| Büyük Veli Seyyid Sıbgatullah-i Hizani “kuddise sirruh” hazretleri, bir gün sevdiklerine;- Kardeşlerim, her sıkıntıya sebep, günah işlemektir, buyurdu. Çaresi pişman olup, istiğfar eylemektir.
 
 Sordular:
 - Tövbe edince günahımız muhakkak affolur mu efendim?

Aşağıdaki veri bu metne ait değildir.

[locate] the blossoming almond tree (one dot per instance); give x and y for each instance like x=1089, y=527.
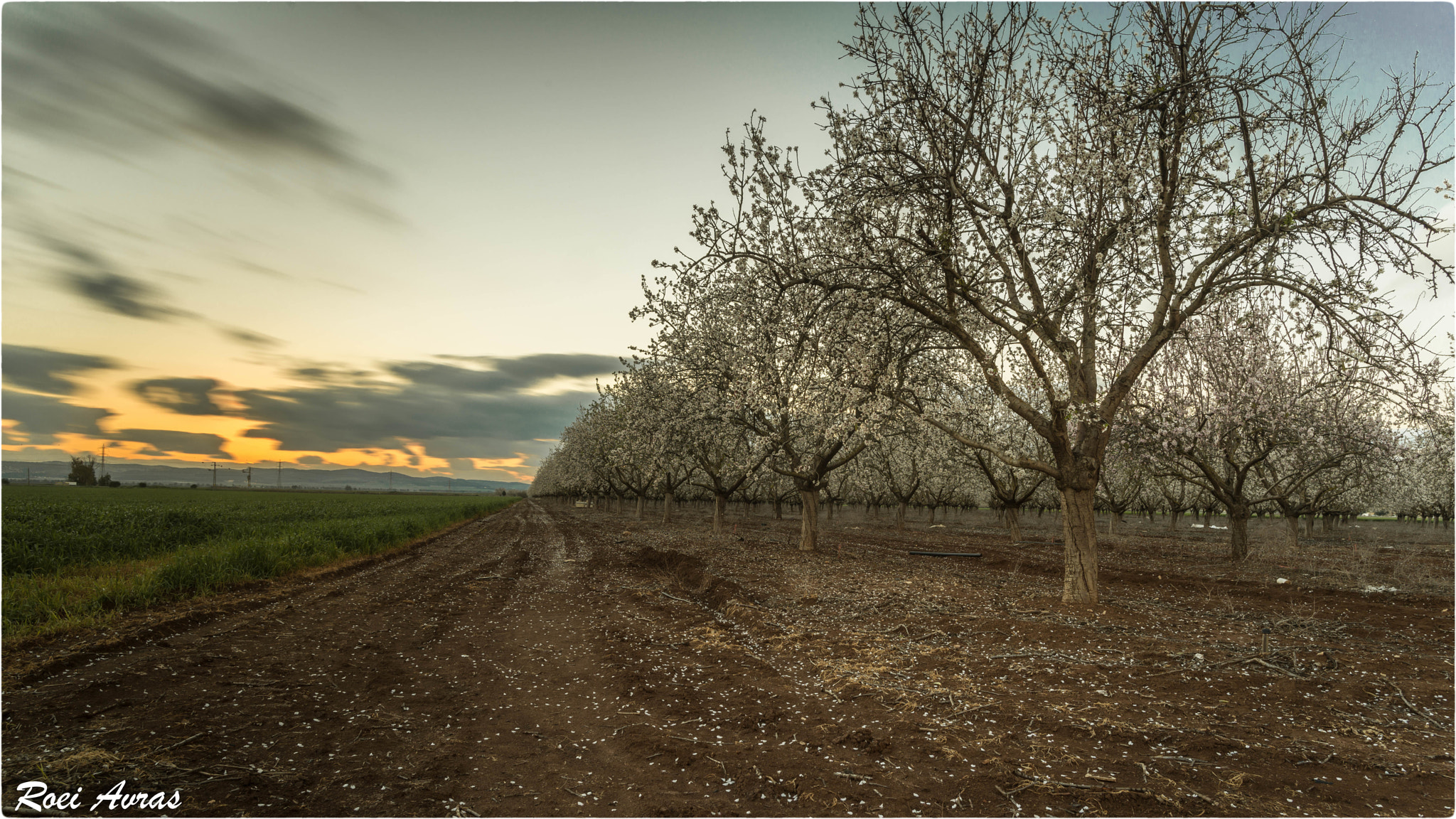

 - Elbette. Ama bir şartla.
 
 - O nedir efendim?
 - Günahına gönülden pişman olmak ve bir daha yapmayacağına kendi kendine söz vermek.
 
 Ve ilave etti:
 - Büyüklerimiz; (Günahına pişman olan, hiç yapmamış gibidir) buyuruyorlar.
 
 Nefsi kırmak için
 
 Bir gün de bazı sevdikleri;
 - Nefsimizi kırmak için ne yapmalıyız efendim? dediler.
 
 Cevabında;
 - İslamiyet’e uyun, buyurdu. Zira dinimizin her emri nefsi kırar.
 
 Ve bazı misaller verdi:
 - Mesela istişare etmek de nefsi kırar. Çünkü nefs, danışmayı istemez. “Ben bilirim” der.
 
 Ve ilave etti:
 - Yolda bir mümine rastlarsanız, önce siz selam verin. Müsefaha edecekseniz, önce siz elinizi uzatın. Kırıldığınız kimseden, önce siz özür dileyin. Bunların hepsi nefsi kırar.
 
 Son olarak;
 - Öfkelenmeyin, yumuşak olun, çok çalışın, tembel olmayın ki, bunlar da nefsi kırar, buyurdu.
 
 İslamiyet’ten ayrılırsanız…
 
 Bir gün de sohbetinde;
 - Her şeyden önce, Muhammed aleyhisselama ve Onun dört halifesine uymamız lazımdır, buyurdu. Sözlerde, işlerde ve inanmakta, İslamiyet’ten ayrılmamaya çok dikkat etmeliyiz.
 
 Ve ekledi:
 - İslamiyet’e uymak, insanı iyiliklere kavuşturur. İslamiyet’ten ayrılmak ise, utandırır ve felakete götürür.